The XML Paradigm For ManagersGiven the generally unpleasant news on the authoring side, you might wonder why anyone would choose to move to XML. For managers, the XML paradigm provides the following improvements:
- Better content storage — Storing information in a text-based, application-neutral format allows managers to choose from a wide variety of authoring, publishing, and content management tools. Desktop publishing generally requires use of a specific, proprietary tool with a corresponding proprietary format, so groups are locked into a particular authoring and publishing environment. Using a proprietary file format greatly constrains the choice of a content management system.
- Automated formatting — In an XML workflow, authors are responsible only for creating content. The process of generating output from that content is shifted into an automated process. Setting up the publishing environment requires a significant effort, but once the process is created, it is automated. That is, the ongoing, repeated effort of document production is replaced by an automated process that requires significant upfront effort. This reduces overall document production costs.
- Better information — The programmatic enforcement of style and formatting rules results in more consistent information.

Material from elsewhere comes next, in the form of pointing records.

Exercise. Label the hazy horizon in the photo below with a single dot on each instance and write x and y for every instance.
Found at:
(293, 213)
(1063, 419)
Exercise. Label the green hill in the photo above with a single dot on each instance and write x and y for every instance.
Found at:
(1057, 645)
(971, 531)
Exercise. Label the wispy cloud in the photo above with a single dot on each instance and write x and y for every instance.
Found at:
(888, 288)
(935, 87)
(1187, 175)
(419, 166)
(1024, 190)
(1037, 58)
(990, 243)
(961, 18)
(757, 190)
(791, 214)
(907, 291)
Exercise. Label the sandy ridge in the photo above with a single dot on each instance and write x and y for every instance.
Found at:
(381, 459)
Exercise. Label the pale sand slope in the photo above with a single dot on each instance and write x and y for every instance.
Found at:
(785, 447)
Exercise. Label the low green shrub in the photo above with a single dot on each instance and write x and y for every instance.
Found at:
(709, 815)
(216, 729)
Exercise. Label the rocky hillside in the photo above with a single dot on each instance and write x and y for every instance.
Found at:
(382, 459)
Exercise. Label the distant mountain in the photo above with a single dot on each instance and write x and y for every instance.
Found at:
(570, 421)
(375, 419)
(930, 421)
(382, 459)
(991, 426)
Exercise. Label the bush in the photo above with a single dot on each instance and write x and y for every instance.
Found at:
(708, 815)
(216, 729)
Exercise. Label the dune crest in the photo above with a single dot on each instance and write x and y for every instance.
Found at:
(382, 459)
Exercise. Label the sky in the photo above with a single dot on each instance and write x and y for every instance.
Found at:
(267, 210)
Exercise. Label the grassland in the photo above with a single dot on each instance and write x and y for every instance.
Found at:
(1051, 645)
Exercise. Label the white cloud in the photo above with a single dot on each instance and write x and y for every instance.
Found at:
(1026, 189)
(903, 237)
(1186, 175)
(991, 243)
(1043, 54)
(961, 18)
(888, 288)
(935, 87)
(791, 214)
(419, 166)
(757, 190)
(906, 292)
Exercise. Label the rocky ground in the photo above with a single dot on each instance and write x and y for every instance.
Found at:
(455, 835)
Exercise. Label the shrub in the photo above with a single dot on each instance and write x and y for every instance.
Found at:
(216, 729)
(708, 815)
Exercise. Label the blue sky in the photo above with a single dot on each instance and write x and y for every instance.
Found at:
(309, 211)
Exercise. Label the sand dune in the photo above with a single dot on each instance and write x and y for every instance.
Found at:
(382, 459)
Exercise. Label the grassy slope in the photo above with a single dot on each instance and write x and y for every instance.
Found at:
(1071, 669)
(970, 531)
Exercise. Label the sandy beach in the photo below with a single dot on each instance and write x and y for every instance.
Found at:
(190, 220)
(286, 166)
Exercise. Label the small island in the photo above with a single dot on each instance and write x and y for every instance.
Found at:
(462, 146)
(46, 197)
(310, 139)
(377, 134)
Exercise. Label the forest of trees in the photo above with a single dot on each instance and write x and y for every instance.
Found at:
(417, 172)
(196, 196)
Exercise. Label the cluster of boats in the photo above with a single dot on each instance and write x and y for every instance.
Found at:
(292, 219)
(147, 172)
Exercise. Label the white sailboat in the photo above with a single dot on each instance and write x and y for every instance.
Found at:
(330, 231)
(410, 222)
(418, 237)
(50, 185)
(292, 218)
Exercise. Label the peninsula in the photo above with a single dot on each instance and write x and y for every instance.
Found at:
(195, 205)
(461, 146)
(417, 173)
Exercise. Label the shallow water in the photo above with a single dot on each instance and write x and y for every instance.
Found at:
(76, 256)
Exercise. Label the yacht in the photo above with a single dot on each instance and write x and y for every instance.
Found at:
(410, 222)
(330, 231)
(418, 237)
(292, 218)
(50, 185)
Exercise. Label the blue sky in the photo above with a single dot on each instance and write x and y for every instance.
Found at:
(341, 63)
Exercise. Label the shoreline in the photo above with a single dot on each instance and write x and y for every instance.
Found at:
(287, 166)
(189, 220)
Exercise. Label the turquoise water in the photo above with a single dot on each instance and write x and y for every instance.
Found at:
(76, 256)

- Cost reduction — Although an XML-based process can result in improved document quality, the most common justification for XML implementation is cost reduction. In particular, companies that localize their content can show huge cost savings by moving to an XML-based workflow.
- Resource allocation — XML implementation requires significant resources, either from staff or consultants. Getting approval for those resources is often difficult.
- Writer resistance — Most of the benefits of XML go to managers; the problems affect the writers. Not surprisingly, this leads to skepticism about the use of XML.